Delinquency of at least 30 days, including foreclosures, on securitized commercial mortgages was 9.42 percent in March, Trepp LLC reported. That works out to around $62 billion in commercial real estate loans.
Delinquency rose — again — from 9.39 percent in February. It was the highest level of defaults in CMBS history.
The good news is that the 3-basis-point rise last month was smaller than the 5-basis-point increase in February.
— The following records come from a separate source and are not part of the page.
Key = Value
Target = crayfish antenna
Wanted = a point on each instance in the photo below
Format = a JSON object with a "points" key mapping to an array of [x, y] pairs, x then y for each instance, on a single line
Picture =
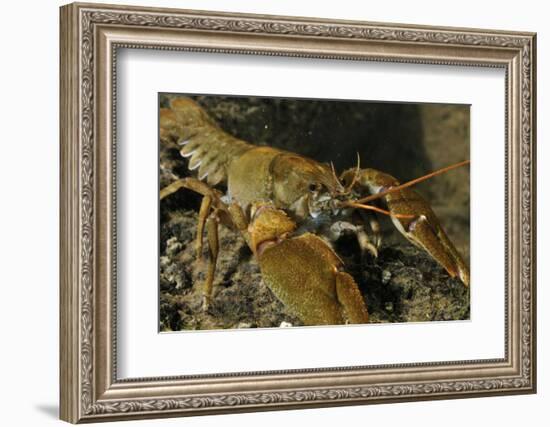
{"points": [[376, 209], [412, 182]]}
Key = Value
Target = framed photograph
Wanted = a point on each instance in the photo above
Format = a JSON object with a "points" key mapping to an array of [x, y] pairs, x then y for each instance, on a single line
{"points": [[265, 212]]}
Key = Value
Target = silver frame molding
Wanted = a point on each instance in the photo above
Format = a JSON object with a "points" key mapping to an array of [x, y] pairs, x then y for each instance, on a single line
{"points": [[90, 36]]}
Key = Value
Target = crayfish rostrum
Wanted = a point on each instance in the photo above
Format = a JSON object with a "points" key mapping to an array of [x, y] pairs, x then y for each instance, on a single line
{"points": [[291, 210]]}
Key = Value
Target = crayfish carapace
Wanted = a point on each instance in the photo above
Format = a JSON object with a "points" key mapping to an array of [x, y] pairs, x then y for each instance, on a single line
{"points": [[289, 208]]}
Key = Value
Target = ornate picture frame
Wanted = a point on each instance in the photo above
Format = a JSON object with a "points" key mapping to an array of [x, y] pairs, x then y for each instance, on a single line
{"points": [[90, 37]]}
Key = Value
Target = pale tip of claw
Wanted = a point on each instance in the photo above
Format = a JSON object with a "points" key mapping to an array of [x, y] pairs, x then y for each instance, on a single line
{"points": [[195, 166], [186, 155]]}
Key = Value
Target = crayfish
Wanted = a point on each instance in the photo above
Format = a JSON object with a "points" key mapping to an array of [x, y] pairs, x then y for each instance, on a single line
{"points": [[290, 209]]}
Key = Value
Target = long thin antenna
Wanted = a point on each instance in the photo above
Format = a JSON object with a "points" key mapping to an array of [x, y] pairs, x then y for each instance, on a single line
{"points": [[411, 183]]}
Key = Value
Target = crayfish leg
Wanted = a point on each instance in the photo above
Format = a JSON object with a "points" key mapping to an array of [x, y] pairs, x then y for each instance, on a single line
{"points": [[213, 249], [203, 216]]}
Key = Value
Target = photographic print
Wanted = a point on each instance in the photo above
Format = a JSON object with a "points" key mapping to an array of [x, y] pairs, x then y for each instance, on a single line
{"points": [[279, 212], [320, 207]]}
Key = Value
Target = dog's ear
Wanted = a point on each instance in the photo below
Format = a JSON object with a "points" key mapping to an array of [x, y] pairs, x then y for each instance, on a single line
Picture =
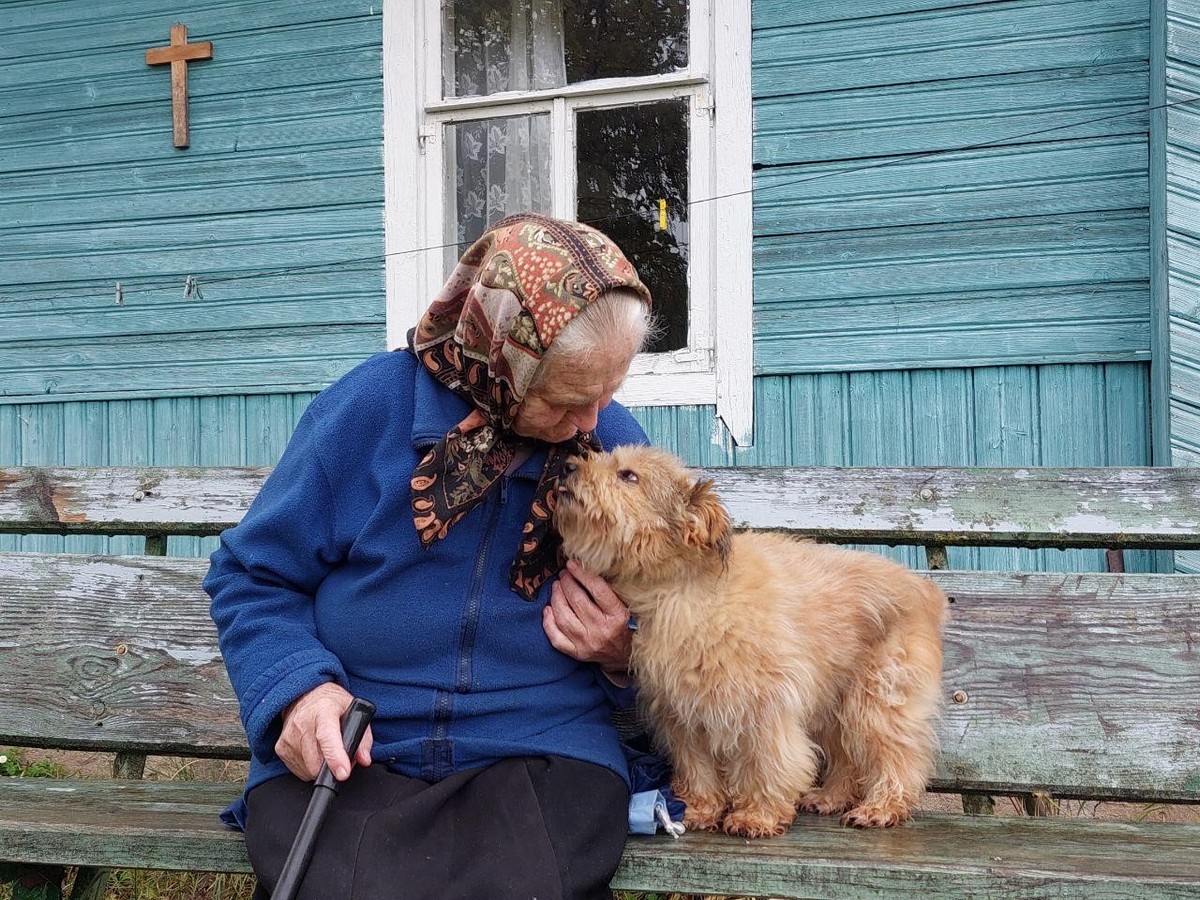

Trepp Managing Director Manus Clancy said that the latest findings represented “some of the best readings we’ve seen since the credit crisis began.”
Clancy predicts that while CMBS defaults will likely deteriorate over the next six months, the pace of increases won’t be “the 40 basis point jumps that we saw in 2009 and early 2010.”
He added that it is possible that CMBS delinquency could decline during one of the upcoming months.
Fueling March’s rise in overall lates was a 136-basis-point increase in delinquency on loans secured by hotels and lodging properties. Office loan delinquency was 3 BPS higher.
But the rate on multifamily CMBS was 40 BPS better — though it remains the worst-performing sector — while retail property loan delinquency was down 9 BPS and industrial delinquency was 19 BPS lower.